Ion-Neutral complexes from protonated propyl phenyl ethers. Gas-phase solvolysis versus elimination-readdition

Ion-neutral complexes, well attested as intermediates in the expulsion of alkenes from M⁺? and MH⁺ ions from primary alkyl phenyl ethers, are shown to intervene in the decomposition of the MH⁺ ion of a secondary alkyl phenyl ether, (CD₃)₂CHOPh. Chemical ionization (CI) (methane reagent gas)-mass-analysed ion kinetic energy spectroscopy (MIKES) shows ions of both m/z 96 and 97, indicating that the proton deposited by the CI reagent exchanges with the methyl deuterium atoms.
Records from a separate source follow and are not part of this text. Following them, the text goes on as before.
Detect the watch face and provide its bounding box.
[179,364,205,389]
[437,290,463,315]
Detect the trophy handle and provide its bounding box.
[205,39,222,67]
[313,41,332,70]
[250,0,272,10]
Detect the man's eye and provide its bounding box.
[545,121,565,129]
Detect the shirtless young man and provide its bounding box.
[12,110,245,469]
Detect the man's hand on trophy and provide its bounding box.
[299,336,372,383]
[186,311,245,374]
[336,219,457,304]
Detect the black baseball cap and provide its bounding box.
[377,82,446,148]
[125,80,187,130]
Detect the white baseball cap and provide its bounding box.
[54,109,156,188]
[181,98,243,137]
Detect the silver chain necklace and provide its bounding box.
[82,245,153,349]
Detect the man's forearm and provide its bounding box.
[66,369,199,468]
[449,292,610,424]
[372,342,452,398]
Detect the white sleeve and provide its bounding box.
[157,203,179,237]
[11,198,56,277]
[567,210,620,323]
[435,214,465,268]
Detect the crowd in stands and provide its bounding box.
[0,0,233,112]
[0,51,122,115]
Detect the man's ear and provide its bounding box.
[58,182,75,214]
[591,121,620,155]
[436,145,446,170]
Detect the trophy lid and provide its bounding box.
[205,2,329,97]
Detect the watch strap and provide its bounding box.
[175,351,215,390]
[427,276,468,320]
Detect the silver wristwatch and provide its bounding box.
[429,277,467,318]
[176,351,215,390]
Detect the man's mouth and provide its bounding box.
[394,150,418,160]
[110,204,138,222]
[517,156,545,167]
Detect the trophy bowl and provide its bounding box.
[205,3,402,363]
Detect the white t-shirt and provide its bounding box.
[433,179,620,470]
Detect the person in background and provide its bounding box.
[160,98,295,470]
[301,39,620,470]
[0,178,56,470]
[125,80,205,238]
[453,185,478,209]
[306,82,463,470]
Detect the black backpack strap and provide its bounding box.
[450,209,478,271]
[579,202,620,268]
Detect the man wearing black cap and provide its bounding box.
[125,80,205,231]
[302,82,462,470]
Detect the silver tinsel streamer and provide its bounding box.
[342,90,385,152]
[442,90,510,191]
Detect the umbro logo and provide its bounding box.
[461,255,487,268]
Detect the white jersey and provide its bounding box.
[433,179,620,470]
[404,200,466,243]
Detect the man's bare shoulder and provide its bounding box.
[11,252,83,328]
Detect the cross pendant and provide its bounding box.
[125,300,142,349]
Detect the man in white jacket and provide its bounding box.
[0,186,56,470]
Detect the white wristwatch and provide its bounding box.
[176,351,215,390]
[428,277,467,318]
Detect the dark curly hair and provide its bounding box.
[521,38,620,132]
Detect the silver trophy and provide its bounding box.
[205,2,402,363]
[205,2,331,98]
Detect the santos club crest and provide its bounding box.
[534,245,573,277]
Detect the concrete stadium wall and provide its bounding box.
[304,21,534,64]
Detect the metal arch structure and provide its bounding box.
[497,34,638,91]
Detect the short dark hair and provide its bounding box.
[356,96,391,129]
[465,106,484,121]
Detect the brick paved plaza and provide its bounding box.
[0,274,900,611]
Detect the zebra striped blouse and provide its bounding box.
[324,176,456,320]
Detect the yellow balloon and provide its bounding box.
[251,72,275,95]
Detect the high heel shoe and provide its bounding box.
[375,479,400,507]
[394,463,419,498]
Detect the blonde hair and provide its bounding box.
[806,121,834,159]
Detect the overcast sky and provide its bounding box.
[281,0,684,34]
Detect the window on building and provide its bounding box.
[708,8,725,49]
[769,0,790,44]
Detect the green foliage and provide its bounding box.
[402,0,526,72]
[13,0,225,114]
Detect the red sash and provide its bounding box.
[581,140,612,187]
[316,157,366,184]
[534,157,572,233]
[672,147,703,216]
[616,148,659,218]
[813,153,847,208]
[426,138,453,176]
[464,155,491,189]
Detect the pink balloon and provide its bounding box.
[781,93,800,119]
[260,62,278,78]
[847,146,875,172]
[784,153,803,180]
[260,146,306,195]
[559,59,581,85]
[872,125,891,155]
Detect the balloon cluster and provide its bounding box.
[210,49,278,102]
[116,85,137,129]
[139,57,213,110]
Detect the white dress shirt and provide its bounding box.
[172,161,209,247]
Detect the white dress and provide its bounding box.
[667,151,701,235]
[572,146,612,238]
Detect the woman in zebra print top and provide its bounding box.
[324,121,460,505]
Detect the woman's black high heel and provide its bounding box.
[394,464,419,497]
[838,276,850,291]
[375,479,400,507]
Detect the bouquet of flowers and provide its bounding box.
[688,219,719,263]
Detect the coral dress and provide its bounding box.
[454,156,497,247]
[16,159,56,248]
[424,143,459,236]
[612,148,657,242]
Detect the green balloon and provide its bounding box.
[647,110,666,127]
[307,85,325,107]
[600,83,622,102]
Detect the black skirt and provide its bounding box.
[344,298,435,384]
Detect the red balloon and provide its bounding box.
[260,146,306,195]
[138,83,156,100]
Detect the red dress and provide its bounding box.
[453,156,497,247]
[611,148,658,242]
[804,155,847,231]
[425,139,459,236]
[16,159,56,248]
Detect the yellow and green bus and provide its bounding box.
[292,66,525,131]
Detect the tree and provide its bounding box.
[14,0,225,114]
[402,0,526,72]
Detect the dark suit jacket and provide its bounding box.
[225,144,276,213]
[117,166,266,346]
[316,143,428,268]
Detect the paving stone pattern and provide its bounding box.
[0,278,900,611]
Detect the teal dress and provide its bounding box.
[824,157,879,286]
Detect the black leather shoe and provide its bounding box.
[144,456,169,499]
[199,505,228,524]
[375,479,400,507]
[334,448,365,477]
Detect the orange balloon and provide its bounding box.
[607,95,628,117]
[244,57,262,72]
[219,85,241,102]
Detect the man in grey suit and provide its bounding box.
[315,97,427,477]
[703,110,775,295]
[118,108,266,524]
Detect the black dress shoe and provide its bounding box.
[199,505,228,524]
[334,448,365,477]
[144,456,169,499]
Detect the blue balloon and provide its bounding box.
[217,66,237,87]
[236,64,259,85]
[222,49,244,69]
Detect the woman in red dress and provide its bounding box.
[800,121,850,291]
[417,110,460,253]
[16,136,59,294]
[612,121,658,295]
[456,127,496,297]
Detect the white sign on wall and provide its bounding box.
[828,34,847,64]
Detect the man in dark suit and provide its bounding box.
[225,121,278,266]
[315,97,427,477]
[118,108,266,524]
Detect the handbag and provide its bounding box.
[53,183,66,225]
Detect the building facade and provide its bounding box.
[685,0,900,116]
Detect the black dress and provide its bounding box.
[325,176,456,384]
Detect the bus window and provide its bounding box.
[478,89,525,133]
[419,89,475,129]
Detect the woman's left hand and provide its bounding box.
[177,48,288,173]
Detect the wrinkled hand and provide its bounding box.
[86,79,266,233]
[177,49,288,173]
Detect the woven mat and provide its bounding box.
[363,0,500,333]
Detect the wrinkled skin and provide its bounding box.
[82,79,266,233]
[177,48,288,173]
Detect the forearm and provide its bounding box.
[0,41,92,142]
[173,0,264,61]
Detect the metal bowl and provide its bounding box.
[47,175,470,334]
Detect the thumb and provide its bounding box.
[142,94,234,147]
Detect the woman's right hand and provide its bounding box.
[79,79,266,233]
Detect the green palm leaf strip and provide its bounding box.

The ratio of daughter ion intensities, as well as the proportions of ions of m/z 95, 96 and 97 from the MH⁺ of CD₃CH₂CD₂OPh, agree with predictions based on the gas-phase solvolysis mechanism, in which i-Pr⁺ PhOH] complexes form from the protonated parent via simple bond heterolysis. An alternative mechanism, elimination-readdition, would proceed via propene PhOHD⁺] complexes. This latter mechanism predicts a ratio of daughter ion intensities that is very different from gas-phase solvolysis and which disagrees with experiment. The elimination-readdition pathway is effectively ruled out, while the gas-phase solvolysis mechanism is reinforced.